SARA SCHONHARDT
Dear SEJ Members,
This letter signifies my interest in running for a position on the SEJ Board of Directors in the Active membership category.
As a journalist who has worked in many different roles across the news industry — as a reporter and editor for nonprofit and for-profit media and a board member for the Jakarta Foreign Correspondents Club — I understand the value organizations like SEJ can provide its members, particularly as our profession continues to undergo rapid change and transformation. This is all the more true for environmental coverage.
My interest in running for a board position is to help support and advance SEJ’s mission of strengthening the “quality, reach and viability” of environmental reporting. That aim is very similar to what I strive for in my current role as Managing Editor of Internews’ Earth Journalism Network (EJN).
As part of a nonprofit focused on bolstering environmental and climate news coverage through training, tools, small grants and other targeted support, I provide editing assistance and mentorship to journalists around the world so they can not only increase public understanding of environmental issues, but determine how to make their environment-focused stories representative and relevant to diverse audiences.
These activities are also a core part of SEJ’s mission. And while traditionally EJN has focused on reporters outside the US, as the environment becomes an increasingly global concern and global story, I believe there is room to view our reporting through a more collective, cross-border perspective.
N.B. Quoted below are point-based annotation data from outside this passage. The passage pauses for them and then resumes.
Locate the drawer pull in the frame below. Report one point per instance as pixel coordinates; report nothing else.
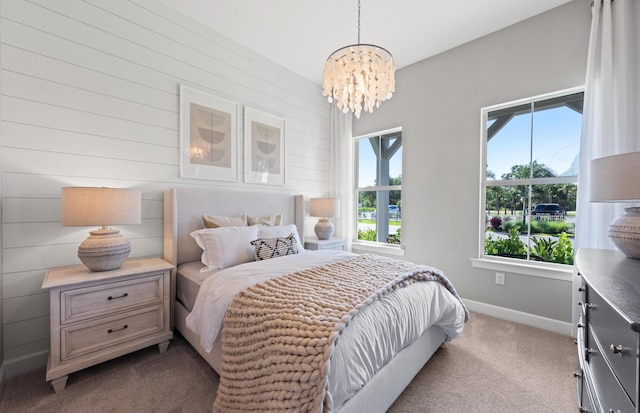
(109, 331)
(617, 349)
(120, 296)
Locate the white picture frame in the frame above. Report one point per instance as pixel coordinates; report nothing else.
(264, 155)
(208, 136)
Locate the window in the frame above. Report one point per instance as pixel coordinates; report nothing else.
(378, 160)
(530, 175)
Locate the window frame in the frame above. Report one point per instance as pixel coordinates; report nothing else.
(493, 262)
(362, 245)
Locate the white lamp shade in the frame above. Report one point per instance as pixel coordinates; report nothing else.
(325, 207)
(615, 178)
(83, 206)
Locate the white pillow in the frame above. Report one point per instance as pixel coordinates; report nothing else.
(226, 246)
(270, 220)
(281, 231)
(212, 221)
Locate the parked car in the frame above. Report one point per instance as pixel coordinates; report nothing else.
(548, 209)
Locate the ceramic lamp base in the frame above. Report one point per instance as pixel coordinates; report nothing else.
(104, 250)
(625, 232)
(324, 229)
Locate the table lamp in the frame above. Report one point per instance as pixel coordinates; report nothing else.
(105, 249)
(324, 208)
(617, 179)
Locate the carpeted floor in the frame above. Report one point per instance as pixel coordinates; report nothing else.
(494, 366)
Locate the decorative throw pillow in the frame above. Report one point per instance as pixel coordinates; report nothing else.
(266, 248)
(226, 246)
(281, 231)
(211, 221)
(271, 221)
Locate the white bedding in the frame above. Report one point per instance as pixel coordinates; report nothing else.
(370, 340)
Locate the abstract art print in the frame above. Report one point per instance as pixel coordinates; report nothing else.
(264, 148)
(208, 136)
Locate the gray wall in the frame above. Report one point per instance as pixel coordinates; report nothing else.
(90, 98)
(438, 104)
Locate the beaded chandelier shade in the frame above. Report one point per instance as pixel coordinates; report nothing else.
(359, 76)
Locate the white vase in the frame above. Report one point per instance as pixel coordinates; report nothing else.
(625, 232)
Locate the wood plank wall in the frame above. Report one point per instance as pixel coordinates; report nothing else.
(89, 97)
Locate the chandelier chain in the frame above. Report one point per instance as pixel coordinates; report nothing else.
(359, 77)
(358, 21)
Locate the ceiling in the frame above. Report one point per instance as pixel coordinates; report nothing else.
(301, 34)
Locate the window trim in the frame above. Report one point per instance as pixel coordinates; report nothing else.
(371, 246)
(492, 262)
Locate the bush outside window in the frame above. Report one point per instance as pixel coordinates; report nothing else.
(378, 191)
(530, 171)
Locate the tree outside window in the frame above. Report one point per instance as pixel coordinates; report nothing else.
(379, 187)
(530, 178)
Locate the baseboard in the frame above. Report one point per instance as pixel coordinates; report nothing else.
(544, 323)
(23, 364)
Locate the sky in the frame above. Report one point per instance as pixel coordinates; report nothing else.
(556, 145)
(367, 164)
(556, 141)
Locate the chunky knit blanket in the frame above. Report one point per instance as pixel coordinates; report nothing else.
(279, 335)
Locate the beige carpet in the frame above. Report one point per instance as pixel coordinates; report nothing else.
(494, 366)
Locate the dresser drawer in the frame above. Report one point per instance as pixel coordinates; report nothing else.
(613, 332)
(611, 396)
(82, 303)
(83, 338)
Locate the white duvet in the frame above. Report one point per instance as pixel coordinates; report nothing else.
(372, 338)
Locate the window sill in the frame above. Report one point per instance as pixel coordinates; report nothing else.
(377, 248)
(536, 269)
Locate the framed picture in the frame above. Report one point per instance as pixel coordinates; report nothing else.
(208, 136)
(263, 148)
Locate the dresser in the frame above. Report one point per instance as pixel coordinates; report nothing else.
(339, 244)
(608, 332)
(97, 316)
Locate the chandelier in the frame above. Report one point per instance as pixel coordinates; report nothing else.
(359, 76)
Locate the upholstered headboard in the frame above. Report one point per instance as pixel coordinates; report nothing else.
(183, 209)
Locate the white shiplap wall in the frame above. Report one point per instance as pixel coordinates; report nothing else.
(89, 95)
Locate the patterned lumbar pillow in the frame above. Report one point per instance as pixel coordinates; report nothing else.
(275, 247)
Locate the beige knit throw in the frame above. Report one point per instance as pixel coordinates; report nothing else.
(279, 335)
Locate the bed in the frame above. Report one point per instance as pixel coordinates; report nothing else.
(183, 210)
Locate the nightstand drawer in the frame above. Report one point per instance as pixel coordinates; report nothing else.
(82, 303)
(610, 394)
(108, 332)
(614, 334)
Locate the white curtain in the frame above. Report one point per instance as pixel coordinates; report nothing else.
(611, 115)
(342, 171)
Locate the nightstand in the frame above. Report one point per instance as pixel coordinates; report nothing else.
(339, 244)
(98, 316)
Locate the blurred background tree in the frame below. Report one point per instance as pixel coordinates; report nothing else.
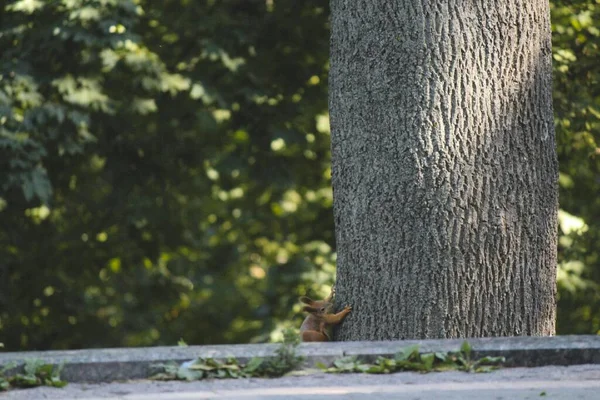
(165, 169)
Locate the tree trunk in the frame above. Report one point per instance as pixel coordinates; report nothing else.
(444, 168)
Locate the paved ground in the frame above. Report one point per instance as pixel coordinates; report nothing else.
(566, 383)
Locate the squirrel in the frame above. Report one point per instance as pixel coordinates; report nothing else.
(317, 325)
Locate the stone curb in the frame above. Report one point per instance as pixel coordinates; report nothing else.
(106, 365)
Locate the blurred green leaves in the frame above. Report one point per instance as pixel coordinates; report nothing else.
(138, 178)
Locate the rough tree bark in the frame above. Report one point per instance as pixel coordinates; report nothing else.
(444, 168)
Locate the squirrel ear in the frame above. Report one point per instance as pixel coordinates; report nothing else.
(309, 309)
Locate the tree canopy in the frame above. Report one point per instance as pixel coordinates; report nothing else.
(165, 169)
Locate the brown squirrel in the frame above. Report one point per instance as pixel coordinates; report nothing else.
(317, 325)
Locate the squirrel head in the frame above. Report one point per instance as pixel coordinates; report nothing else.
(316, 307)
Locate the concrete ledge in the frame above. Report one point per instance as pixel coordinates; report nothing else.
(105, 365)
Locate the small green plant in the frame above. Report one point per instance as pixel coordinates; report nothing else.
(283, 362)
(35, 373)
(410, 359)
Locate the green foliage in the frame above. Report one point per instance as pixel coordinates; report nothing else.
(168, 173)
(576, 48)
(285, 361)
(410, 359)
(35, 373)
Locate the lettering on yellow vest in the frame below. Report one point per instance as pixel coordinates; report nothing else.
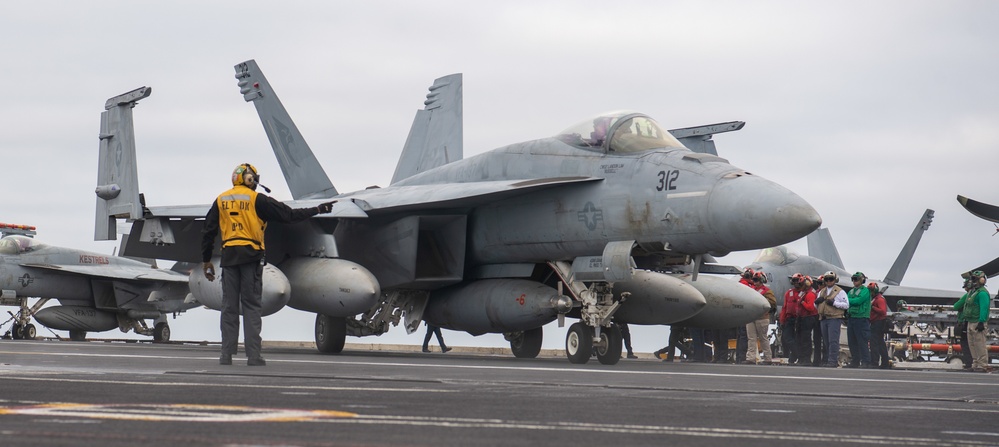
(238, 220)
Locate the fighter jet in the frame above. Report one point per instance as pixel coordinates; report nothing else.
(96, 292)
(779, 263)
(493, 243)
(991, 214)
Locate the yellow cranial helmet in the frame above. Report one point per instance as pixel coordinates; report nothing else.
(245, 174)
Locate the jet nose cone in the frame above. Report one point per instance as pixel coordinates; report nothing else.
(750, 212)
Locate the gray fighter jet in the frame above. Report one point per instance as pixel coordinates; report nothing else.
(991, 214)
(96, 292)
(779, 263)
(502, 242)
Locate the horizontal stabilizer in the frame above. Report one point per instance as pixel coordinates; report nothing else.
(982, 210)
(698, 139)
(990, 269)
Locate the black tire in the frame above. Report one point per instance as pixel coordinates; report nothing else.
(528, 345)
(28, 332)
(161, 333)
(579, 343)
(331, 333)
(609, 347)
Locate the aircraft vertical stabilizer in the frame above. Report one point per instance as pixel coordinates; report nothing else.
(901, 264)
(117, 177)
(821, 246)
(436, 136)
(305, 176)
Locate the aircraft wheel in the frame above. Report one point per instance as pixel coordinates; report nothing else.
(331, 333)
(609, 346)
(579, 343)
(161, 333)
(28, 332)
(528, 345)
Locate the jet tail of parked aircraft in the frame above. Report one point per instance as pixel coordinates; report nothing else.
(435, 139)
(897, 271)
(991, 214)
(117, 178)
(821, 246)
(305, 176)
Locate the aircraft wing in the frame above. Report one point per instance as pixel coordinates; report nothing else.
(115, 272)
(401, 198)
(918, 294)
(983, 210)
(451, 195)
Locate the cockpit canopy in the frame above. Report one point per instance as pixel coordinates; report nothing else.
(628, 132)
(776, 255)
(15, 245)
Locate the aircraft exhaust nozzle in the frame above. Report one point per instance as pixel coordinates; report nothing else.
(493, 306)
(729, 304)
(657, 298)
(274, 295)
(750, 212)
(68, 318)
(331, 286)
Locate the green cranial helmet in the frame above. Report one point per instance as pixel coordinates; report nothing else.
(977, 277)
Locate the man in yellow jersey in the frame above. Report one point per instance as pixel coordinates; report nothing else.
(241, 214)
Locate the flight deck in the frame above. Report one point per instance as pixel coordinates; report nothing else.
(116, 394)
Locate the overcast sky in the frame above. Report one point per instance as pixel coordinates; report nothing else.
(871, 111)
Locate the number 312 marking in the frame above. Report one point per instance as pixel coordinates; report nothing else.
(667, 180)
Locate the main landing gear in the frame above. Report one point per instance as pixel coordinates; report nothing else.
(582, 341)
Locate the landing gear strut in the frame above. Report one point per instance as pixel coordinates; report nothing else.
(527, 344)
(331, 333)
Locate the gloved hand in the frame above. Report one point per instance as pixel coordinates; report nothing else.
(325, 208)
(209, 271)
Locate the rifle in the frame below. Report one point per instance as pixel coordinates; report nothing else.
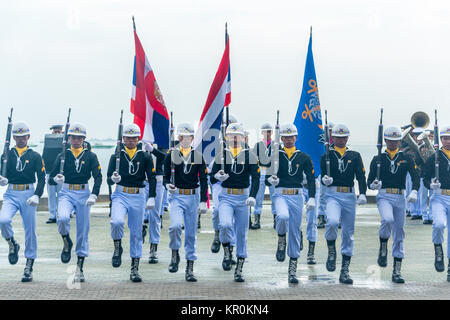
(327, 144)
(6, 146)
(436, 147)
(65, 140)
(172, 148)
(380, 144)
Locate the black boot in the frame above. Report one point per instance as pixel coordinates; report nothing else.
(144, 232)
(226, 263)
(153, 253)
(79, 276)
(14, 247)
(66, 252)
(310, 257)
(292, 271)
(238, 277)
(117, 255)
(27, 272)
(134, 274)
(281, 248)
(382, 254)
(321, 222)
(173, 266)
(189, 276)
(344, 277)
(439, 258)
(215, 247)
(331, 261)
(233, 261)
(396, 276)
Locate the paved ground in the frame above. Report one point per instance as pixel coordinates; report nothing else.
(265, 277)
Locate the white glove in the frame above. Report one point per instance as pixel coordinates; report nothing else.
(412, 196)
(202, 207)
(311, 204)
(116, 177)
(3, 181)
(250, 202)
(361, 199)
(273, 180)
(221, 176)
(91, 200)
(434, 185)
(150, 203)
(327, 180)
(171, 188)
(33, 200)
(59, 178)
(376, 185)
(148, 146)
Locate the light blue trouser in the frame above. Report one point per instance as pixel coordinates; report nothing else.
(68, 202)
(52, 192)
(441, 211)
(233, 219)
(184, 208)
(392, 208)
(216, 189)
(134, 205)
(409, 205)
(153, 215)
(289, 219)
(260, 195)
(13, 201)
(341, 206)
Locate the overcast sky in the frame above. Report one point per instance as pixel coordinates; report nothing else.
(368, 54)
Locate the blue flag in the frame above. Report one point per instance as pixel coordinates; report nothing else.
(308, 119)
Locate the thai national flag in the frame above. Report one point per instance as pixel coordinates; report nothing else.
(147, 103)
(219, 96)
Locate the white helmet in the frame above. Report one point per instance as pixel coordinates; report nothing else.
(20, 129)
(235, 128)
(445, 132)
(288, 130)
(393, 133)
(185, 129)
(131, 130)
(266, 127)
(340, 130)
(77, 129)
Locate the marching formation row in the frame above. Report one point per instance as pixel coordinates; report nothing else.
(143, 174)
Prior to joining EJN, I worked as a staff writer for The Wall Street Journal in Indonesia covering stories that looked at the social and environmental impacts of mining and palm oil expansion. I reported on the devastation wrought by earthquakes and tsunamis, landslides and perennial forest fires. For a 2017 fellowship with the International Reporting Project, I wrote about how climate change was impacting indigenous communities — particularly women and girls — in rural Guatemala.
Many of these issues are the same ones we cover now with increasing frequency in our domestic media, and I’d like to explore how we can support and build environmental coverage that is local but also tied into broader global challenges and experiences.
Before joining The Journal, I worked as a freelance writer and stringer in Indonesia for The New York Times, Christian Science Monitor and Voice of America. So I also understand what it’s like to be a reporter who is not employed full time with a traditional media outlet, and I’d like to help to advance the types of programs SEJ can offer to respond to the needs of those members.
And in addition to my work at EJN, I report regularly for a local newspaper in the tiny county of Rappahannock, Virginia, so I understand, too, the challenges smaller news outlets face covering environmental issues that can sometimes seem overly complex or unimportant to readers.
I believe my experience could provide a valuable contribution to the SEJ Board and help enhance the work it does to serve members at a time when environmental reporting is as vital as it’s ever been. I hope you’ll consider me for a position.